By Lateef McCleod
This summer I had a great opportunity to be a Storytelling Fellowship with Making Contact, which is a National Radio Program that plays on NPR and Pacifica Radio. During my fellowship with Making Contact I was tasked with producing a radio segment on the Augmentative Alternative Communication or A.A.C. Community. In the segment I specifically focused on how the voices of people who use A.A.C. are received in society.
Working with Making Contact was an exciting and wonderful learning experience. The radio producer that I worked with, George Lavender, was amazing in directing me in the process of creating the radio segment from conducting the interviews I needed to record to assisting me with editing all the different drafts of the script until we had the final one that we recorded as the segment. By the end of the fellowship we were able to produce a segment that will have wide appeal to many people.

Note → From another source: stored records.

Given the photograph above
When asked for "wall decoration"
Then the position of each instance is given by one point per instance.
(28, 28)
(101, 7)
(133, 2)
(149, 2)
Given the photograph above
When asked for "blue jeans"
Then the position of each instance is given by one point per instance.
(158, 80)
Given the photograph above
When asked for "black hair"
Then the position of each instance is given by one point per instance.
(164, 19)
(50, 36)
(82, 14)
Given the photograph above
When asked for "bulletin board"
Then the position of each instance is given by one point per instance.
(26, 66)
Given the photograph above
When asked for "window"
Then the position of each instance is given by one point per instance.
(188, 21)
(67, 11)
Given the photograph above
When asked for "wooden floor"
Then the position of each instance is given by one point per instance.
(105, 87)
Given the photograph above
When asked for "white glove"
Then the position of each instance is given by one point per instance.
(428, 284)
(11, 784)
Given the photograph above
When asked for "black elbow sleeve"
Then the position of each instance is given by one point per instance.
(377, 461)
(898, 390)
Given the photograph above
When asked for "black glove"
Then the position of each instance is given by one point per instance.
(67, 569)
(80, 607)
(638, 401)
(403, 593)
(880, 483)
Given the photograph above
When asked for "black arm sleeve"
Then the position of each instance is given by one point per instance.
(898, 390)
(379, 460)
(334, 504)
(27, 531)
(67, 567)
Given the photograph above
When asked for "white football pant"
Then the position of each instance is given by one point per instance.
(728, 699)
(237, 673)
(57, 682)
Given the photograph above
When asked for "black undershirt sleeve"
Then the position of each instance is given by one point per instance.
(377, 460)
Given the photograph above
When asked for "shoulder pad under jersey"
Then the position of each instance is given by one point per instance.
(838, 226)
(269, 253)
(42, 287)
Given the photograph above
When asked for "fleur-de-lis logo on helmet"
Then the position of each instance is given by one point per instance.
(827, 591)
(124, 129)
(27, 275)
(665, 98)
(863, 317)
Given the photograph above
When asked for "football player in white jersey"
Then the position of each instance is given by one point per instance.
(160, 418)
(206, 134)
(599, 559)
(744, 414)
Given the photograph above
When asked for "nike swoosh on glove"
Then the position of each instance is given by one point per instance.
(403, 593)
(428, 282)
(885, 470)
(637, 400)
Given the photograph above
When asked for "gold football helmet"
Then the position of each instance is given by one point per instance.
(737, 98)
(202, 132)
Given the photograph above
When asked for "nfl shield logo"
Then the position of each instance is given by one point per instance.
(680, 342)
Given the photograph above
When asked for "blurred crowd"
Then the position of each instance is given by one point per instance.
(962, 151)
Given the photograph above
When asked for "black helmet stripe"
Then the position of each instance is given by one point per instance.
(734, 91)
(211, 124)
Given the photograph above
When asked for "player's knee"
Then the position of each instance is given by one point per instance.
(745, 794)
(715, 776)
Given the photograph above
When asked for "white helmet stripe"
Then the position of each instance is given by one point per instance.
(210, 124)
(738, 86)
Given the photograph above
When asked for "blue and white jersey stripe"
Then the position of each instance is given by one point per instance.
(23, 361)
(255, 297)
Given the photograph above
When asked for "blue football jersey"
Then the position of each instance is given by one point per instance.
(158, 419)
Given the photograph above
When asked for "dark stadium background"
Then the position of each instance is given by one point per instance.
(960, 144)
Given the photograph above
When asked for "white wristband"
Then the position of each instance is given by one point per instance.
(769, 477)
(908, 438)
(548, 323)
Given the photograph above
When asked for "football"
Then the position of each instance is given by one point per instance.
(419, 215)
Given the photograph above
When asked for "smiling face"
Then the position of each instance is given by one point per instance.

I was fortunate to interview four people that were either people who use A.A.C. or worked in the A.A.C. field: Dr. Samuel Sennott, April Bryant, Dr. Sarah Blackstone, and Dr. Bob Segalman.
Dr. Sennott is a professor at Portland State University and is the co-creator of the A.A.C. app, Proloquo2Go. In our interview I mostly discussed with him the new innovation with technology in the A.A.C. field. He addressed the trend in the A.A.C. technological field to move to more natural voices in A.A.C. devices. He described how in developing Proloquo2Go he worked with Acapella voices so the program will have natural sounding voices for the users to choose from and he mentioned the work the company, Vocalid, is doing to make sure people who use A.A.C. have voices that sound like them.
In my April Bryant interview I conversed with her about her interaction with community while she uses A.A.C. and her relationship with her A.A.C. device. April gave me some good quotes of how she asserts herself and makes people address her like when she goes into the department store.
With Dr. Sarah Blackstone I discussed her extensive years working as a pioneer in the A.A.C. field as a speech language pathologist and what inspired her to work with people who use A.A.C.
With the Dr. Bob Segalman interview I discussed with him his successful career receiving two doctorates while having severe cerebral palsy and the program he developed to assist people who has severe speech disabilities to use the phone entitled Speech to Speech.
As part of my Making Contact Storytelling Fellowship I wrote a blog documenting my progress with the radio project. Under the direction of Kwan Booth, the Social Media Producer of Making Contact, I was able to produce a series of blogs to help promote my radio segment. Some of the subjects for the blogs were how the politics of speaking with an automated voice affects a person who uses A.A.C., why people who use A.A.C. are so under represented in the media, and video and audio recordings of my poetry.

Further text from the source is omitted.